Lors de certaines infections, la présence d’une immunité préexistante à l’infection (d’origine naturelle ou vaccinale) peut favoriser des formes graves de cette infection : soit parce que les anticorps préexistants facilitent l’infection de cellules immunitaires (macrophages en particulier) (phénomène dit « d’anticorps facilitants »), soit parce l’orientation de la réponse immune induite par le vaccin favorise une réaction inflammatoire délétère.
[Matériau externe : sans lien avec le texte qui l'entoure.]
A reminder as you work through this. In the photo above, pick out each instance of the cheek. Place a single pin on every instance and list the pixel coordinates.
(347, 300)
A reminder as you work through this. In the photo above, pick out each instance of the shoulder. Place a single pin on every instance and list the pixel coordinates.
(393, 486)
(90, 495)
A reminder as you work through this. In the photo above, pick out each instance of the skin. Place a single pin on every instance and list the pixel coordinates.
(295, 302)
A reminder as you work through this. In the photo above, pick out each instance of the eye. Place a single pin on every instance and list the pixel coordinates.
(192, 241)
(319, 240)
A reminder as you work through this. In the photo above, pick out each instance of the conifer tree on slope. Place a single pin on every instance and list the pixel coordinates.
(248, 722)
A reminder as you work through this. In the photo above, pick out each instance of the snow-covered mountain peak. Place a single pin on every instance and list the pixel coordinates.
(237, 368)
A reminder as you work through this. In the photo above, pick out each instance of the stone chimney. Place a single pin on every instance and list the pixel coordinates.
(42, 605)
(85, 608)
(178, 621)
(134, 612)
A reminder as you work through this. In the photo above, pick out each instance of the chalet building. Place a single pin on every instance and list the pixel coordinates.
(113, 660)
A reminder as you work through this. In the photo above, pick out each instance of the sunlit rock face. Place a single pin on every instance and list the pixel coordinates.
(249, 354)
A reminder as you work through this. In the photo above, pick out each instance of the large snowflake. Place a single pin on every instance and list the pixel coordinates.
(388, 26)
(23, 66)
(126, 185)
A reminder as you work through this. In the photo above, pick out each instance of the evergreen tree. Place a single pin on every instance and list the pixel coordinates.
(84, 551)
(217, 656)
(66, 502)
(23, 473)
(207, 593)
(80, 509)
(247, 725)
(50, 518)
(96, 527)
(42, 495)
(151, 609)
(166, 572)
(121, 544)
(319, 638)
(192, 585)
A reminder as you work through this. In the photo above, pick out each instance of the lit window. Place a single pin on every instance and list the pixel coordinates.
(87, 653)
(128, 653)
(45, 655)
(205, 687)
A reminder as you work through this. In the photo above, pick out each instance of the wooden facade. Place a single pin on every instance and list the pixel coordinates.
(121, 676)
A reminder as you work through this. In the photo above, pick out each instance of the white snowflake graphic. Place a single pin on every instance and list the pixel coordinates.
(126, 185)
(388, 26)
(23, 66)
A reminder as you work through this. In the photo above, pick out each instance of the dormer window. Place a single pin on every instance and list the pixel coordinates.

Ce phénomène dit « d’anticorps facilitants » existe, par exemple, avec la dengue : un antécédent d’infection par l’un des 4 sérotypes de la dengue expose à un risque plus élevé de dengue grave en cas d’infection ultérieure par l’un des 3 autres sérotypes. Ce risque est également décrit avec la vaccination contre la dengue : les personnes vaccinées et qui n’ont jamais été infectées par l’un des 4 sérotypes du virus de la dengue ont un risque accru de faire une forme grave de dengue (ce risque n’est par contre pas décrit chez les personnes vaccinées et qui ont par ailleurs un antécédent de dengue).
Le phénomène de polarisation délétère de la réaction inflammatoire macrophagique a été observé avec un vaccin vecteur viral basé sur un poxvirus, le Modified Vaccinia Ankara (MVA) dans un modèle primate non humain d’infection par le SARS-CoV, et avec d’autres vaccins anti-SARS-CoV dans des modèles murins. Les anticorps délétères étaient des anticorps anti-Spike dirigés en dehors du Receptor Binding Domain (RBD), conduisant certaines équipes à n’utiliser que ce domaine dans le développement d’un vaccin. En ce qui concerne le SARS-CoV-2, aucune donnée in vitro ou in vivo dans les modèles animaux d’infection virale ou dans les essais cliniques vaccinaux ne suggère que ce risque est présent. Cela a fait néanmoins l’objet d’une attention particulière au cours du développement des vaccins contre le SARS-CoV-2. Le nombre de participants inclus dans les études ayant conduit aux AMM pour les vaccins de Pfizer-BioNTech, Moderna, AstraZeneca, Sputnik V etc. tend à démontrer que cet effet n’est pas présent au cours de l’infection par le SARS-CoV-2. Comme d’autres effets hypothétiquement possibles, cela est également surveillé dans le cadre de la pharmacovigilance en vie réelle (phase 4).
Source : SPILF (Société de Pathologie Infectieuse de Langue Française), 15/02/2021.